Kelsier settled into the powerful light that was the Well, and found—with practice—that if he submerged himself in the center right before a pulse, he could ride it a short distance. It sent his consciousness traveling out of the Well to catch glimpses of each pulse’s destination.

He thought he saw libraries, quiet chambers where distant Terrismen spoke, exchanging stories and memorizing them. He saw madmen huddled in streets, whispering the words the pulses delivered. He saw a Mistborn man, noble, jumping between buildings.

Something other than Kelsier rode with those pulses.

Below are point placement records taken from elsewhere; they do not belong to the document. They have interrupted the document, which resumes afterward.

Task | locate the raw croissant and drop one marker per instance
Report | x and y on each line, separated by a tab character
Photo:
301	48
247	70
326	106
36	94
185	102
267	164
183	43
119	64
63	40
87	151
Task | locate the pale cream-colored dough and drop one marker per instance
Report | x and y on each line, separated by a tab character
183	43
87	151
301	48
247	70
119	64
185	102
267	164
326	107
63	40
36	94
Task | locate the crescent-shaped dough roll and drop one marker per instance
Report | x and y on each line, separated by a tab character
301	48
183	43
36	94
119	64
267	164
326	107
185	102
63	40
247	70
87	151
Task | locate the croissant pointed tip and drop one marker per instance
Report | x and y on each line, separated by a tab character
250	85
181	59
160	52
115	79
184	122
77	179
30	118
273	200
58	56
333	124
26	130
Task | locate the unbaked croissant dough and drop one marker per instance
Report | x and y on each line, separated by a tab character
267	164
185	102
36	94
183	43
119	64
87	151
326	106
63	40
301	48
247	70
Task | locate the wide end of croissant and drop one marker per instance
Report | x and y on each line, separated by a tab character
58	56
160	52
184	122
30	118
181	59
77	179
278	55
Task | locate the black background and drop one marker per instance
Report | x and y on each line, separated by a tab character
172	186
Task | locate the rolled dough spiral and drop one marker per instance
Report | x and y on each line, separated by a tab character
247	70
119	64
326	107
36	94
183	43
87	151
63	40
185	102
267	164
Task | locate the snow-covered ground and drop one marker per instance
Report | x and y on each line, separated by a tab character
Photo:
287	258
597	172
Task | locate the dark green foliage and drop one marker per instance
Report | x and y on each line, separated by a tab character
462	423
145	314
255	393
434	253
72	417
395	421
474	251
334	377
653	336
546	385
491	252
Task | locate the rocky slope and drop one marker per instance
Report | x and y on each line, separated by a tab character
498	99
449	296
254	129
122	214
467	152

Something directing an unseen work, something interested in the lore of the Terris. It took Kelsier an embarrassingly long time to realize he should try another tactic. He dunked himself into the center of the pool, surrounded by the too-thin liquid light, and when the next pulse came he pushed himself in the opposite direction—not along with the pulse, but toward its source.

The light thinned, and he looked into someplace new. A dark expanse that was neither the world of the dead nor the world of the living.

In that other place, he found destruction.

Decay. Not blackness, for blackness was too complete, too whole to represent this thing he sensed in the Beyond. It was a vast force that would gleefully take something as simple as darkness, then rip it apart.

This force was time infinite. It was the winds that weathered, the storms that broke, the timeless waves running slowly, slowly, slowly to a stop as the sun and the planet cooled to nothing.

It was the ultimate end and destiny of all things. And it was angry.

Kelsier pulled back, throwing himself up out of the light, gasping, trembling.

He had met God. But for every Push, there was a Pull. What was the opposite of God?

What he had seen troubled him so much that he almost didn’t return. He almost convinced himself to ignore the terrible thing in the darkness. He nearly blocked out the whispers and tried to pretend he had never seen that awesome, vast destroyer.